Я ушел бросив в отделении пропитанный ею кровью пиджак. Уже на улице вызвал такси, приехал домой и всю ночь пил горькую силясь унять дрожь в руках и прогнать из головы единственную мысль – почему? Нет, не почему она, а почему я? Почему я не прошел мимо как сотни других двуногих, а бросился помогать? Что такого случилось, что мой рациональный ум дал сбой, не позволил не только не пройти мимо лишь бросив любопытный взгляд, а отправил помогать, ведь я не врач! Более того, ни бельмеса не знаю что в таких случаях надо делать! Да и откуда у меня это? Почему доктор из примчавшийся скорой меня похвалил – молодец, – дескать, – все правильно: мягкое под голову, больше ничего не трогал и говорил, говори, говорил держа её за руку – не давая уйти за рань. Что за ахинею я тогда нес – не помню, но говорил не обращая внимания на её бессознательное состояние, тискал окровавленную ручку и, кажется, плакал. Что? Что заставило меня возиться с этой девчушкой? Вот вопрос вопросов на который я так и не смог ответить. И он не дает мне покоя до сих пор.

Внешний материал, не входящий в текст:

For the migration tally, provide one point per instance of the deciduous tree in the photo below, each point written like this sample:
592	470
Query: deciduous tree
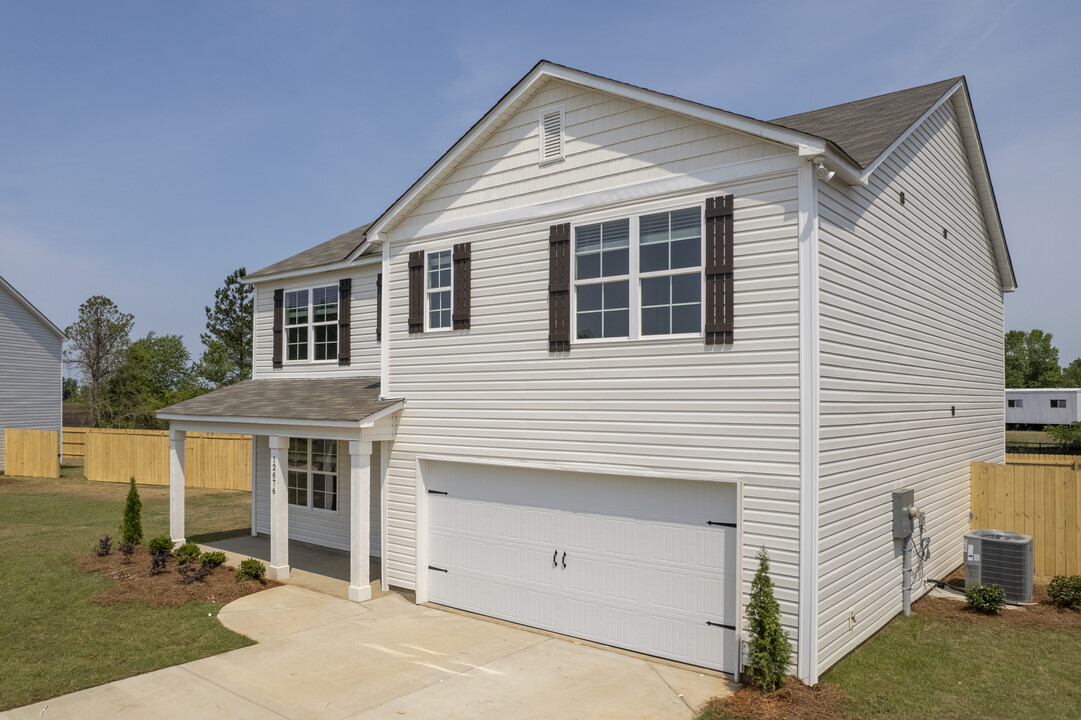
96	342
1031	360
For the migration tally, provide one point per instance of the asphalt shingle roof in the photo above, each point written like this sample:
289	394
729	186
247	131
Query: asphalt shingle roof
325	253
349	399
864	129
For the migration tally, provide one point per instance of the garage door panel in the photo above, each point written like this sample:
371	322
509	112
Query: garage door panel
642	569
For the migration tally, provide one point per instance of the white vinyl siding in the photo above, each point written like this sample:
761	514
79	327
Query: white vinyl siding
30	375
911	327
609	142
364	349
318	527
664	403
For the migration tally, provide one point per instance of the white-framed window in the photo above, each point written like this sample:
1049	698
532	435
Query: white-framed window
438	290
311	318
312	474
640	276
551	134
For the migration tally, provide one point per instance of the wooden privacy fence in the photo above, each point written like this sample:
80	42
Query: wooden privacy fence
31	453
75	444
1071	462
1041	502
211	460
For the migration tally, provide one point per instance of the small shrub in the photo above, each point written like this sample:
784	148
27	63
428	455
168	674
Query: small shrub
1065	591
989	599
131	529
769	648
158	562
252	569
187	552
191	574
211	560
161	544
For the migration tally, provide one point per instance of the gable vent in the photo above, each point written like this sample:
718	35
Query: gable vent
551	134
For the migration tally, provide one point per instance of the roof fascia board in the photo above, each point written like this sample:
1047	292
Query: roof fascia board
341	265
805	144
865	176
35	311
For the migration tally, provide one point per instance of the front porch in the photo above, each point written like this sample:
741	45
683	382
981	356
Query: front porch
318	474
320	569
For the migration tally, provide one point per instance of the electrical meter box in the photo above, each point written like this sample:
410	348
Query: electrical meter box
902	523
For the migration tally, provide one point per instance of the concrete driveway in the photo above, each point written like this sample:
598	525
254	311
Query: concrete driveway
320	656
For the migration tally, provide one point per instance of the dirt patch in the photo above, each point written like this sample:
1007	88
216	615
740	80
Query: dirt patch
135	583
793	702
1041	614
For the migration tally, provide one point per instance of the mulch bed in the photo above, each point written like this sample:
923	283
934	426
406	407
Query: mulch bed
1042	614
135	583
793	702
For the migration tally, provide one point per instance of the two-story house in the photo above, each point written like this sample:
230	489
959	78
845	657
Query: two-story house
614	342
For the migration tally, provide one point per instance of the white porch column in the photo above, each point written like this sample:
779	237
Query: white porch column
279	511
360	467
176	485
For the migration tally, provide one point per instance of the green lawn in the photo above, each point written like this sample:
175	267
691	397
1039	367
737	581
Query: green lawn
54	638
925	668
1028	436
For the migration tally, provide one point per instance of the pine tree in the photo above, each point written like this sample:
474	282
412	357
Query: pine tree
131	529
770	648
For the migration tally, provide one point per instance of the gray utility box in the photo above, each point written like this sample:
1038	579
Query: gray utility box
902	523
996	557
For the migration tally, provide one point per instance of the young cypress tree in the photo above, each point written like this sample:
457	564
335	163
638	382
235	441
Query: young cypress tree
131	529
770	648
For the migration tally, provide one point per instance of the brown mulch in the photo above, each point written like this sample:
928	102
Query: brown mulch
135	583
793	702
1041	614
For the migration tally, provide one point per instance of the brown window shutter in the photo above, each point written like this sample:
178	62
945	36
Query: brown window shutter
416	291
345	303
719	270
462	282
378	307
559	288
279	322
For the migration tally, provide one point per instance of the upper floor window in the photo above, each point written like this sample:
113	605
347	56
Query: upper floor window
311	324
439	290
638	277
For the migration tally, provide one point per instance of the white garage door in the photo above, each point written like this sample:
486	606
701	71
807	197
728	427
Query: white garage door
639	563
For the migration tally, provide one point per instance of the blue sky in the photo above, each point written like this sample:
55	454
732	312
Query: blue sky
149	148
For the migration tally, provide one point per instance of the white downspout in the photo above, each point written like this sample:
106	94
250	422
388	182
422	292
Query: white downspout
808	645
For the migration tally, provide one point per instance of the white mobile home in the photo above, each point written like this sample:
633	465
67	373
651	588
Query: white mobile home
1038	407
614	342
30	367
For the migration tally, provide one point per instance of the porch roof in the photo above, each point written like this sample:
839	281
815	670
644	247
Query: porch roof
339	400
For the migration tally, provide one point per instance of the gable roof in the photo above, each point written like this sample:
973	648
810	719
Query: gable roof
332	251
852	138
35	311
865	129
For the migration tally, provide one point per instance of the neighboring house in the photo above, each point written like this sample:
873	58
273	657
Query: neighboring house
1039	407
614	342
30	367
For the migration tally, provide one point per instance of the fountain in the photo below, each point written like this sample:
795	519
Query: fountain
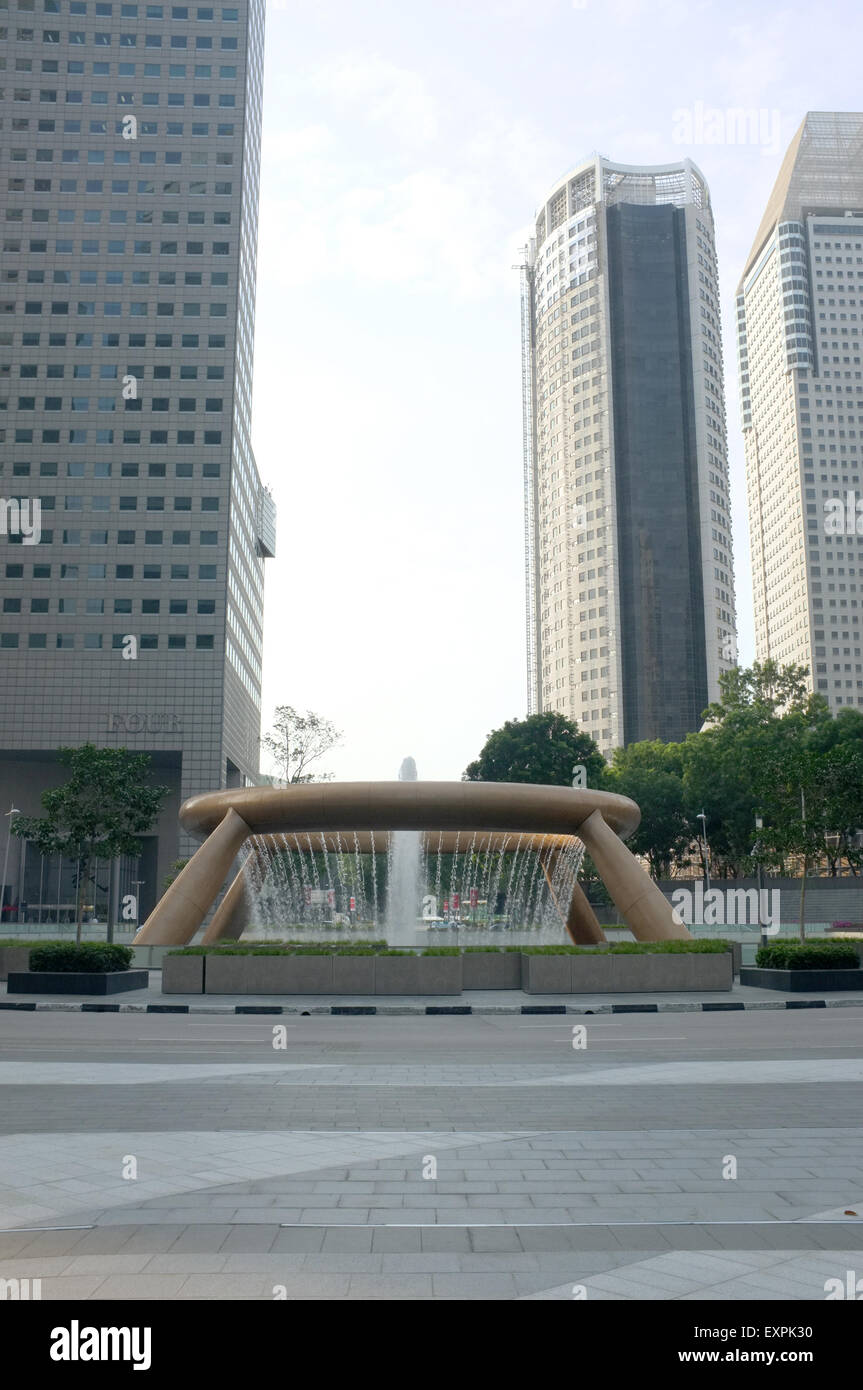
484	856
403	879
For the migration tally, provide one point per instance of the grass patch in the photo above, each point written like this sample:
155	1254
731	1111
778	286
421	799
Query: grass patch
102	958
808	955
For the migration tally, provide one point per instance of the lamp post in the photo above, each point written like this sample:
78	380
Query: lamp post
138	884
756	851
11	812
703	820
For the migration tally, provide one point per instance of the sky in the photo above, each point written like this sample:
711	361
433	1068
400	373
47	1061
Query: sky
406	146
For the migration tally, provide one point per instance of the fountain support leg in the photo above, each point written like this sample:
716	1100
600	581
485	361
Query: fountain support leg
231	918
184	906
641	904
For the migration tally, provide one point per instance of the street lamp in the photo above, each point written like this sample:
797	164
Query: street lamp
136	884
756	851
703	820
13	811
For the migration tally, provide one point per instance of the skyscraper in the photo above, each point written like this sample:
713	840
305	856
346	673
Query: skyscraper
630	580
799	346
129	152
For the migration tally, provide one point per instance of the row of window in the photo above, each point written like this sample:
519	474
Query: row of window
128	503
74	537
188	405
49	96
124	70
196	157
36	248
46	127
102	437
110	371
102	469
113	339
198	188
95	642
70	606
131	11
121	571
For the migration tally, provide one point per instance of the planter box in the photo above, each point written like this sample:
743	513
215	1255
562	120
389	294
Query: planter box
802	982
14	958
658	973
605	973
548	975
182	975
417	975
75	982
491	970
353	975
268	975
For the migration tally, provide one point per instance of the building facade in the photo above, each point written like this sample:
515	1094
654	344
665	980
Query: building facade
129	156
799	346
630	577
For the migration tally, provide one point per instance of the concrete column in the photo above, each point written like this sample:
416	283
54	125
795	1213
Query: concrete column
231	916
641	904
113	898
184	906
582	923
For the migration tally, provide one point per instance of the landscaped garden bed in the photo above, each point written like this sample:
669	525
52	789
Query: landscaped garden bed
803	966
628	968
85	968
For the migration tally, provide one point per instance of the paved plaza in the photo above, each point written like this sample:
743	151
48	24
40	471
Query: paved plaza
678	1155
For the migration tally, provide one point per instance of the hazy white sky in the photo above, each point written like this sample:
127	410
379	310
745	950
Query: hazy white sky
406	146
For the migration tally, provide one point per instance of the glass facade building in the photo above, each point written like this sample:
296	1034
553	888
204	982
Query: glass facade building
129	159
630	578
799	349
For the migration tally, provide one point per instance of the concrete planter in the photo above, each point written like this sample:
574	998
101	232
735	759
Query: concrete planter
14	958
417	975
546	975
656	973
802	982
75	982
268	975
491	970
605	973
182	975
353	975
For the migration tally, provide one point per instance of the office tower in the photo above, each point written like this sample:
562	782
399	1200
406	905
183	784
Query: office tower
129	149
630	583
799	309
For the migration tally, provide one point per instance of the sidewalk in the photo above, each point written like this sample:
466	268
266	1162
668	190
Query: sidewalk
473	1001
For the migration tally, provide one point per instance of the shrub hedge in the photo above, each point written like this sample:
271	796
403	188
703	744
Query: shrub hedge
93	957
808	955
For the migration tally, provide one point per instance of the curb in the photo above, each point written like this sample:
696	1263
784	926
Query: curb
428	1009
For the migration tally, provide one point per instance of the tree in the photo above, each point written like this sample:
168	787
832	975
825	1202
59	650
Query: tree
542	748
97	813
299	740
651	774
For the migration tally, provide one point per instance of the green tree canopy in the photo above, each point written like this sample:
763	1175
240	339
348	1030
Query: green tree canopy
542	748
97	813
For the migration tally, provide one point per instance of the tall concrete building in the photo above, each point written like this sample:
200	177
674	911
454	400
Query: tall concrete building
799	345
129	152
630	578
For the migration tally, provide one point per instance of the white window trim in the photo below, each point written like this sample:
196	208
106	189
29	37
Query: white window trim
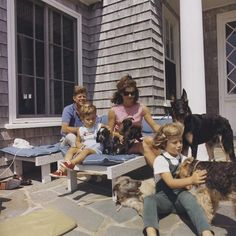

Через пару месяцев, когда я уже относительно успокоился и перестал еженощно во сне видеть окровавленную девочку, перед которой я неизменно стоял на коленях и плакал, вызвали свидетелем в суд. Ни сам суд, ни раскаивающийся водитель, получивший три года колонии-поселения, на меня впечатления не произвели, но хорошо запомнилась реакция на приговор матери Марины. Как же она кричала, какими словами кляла и водителя, и суд, и правительство, и вообще всех до кого могла дотянуться, виня во вселенской несправедливости – не получит она ни копейки.
Я понимаю, ситуация не приятная: водитель – приезжий безработный без копейки за душой. Бомбил на старой «шестерке», страховки нет, имущества нет, зато жена и трое детей на иждивении. Вот и выходит, что судья и так выжал максимум – удержание из зарплаты рабочего колонии – 700 рублей в месяц. Но суть не в этом, она, мать Марины, не кричала о покалеченной и полностью парализованной дочери, не проклинала судью и водителя, её возмущение было направлено только на несправедливое государство и то, что она не сможет прожить на 700 рублей в месяц. Именно она не сможет! Марина не упоминалась даже рефреном.
Сразу из суда я отправился в больницу, поговорил с лечащим врачом и через две недели Марину оперировали. Полностью вернуть ей подвижность не удалось, ноги так и остались парализованными. И левая рука ещё плохо слушается, врачи говорят, что со временем она восстановится и сейчас, спустя три года, улучшения есть, но до полного восстановления еще далеко. Теперь я её единственный друг.
Школу Марина закончила не выходя из дома и растеряв всех школьных приятелей и приятельниц которым, понятное дело, только первое время было интересно посещать бывшую подругу. Я помог ей поступить в МИРЭА на заочный, учится на программиста. Из дома она не выходит все время проводя за подаренным мною ноутбуком.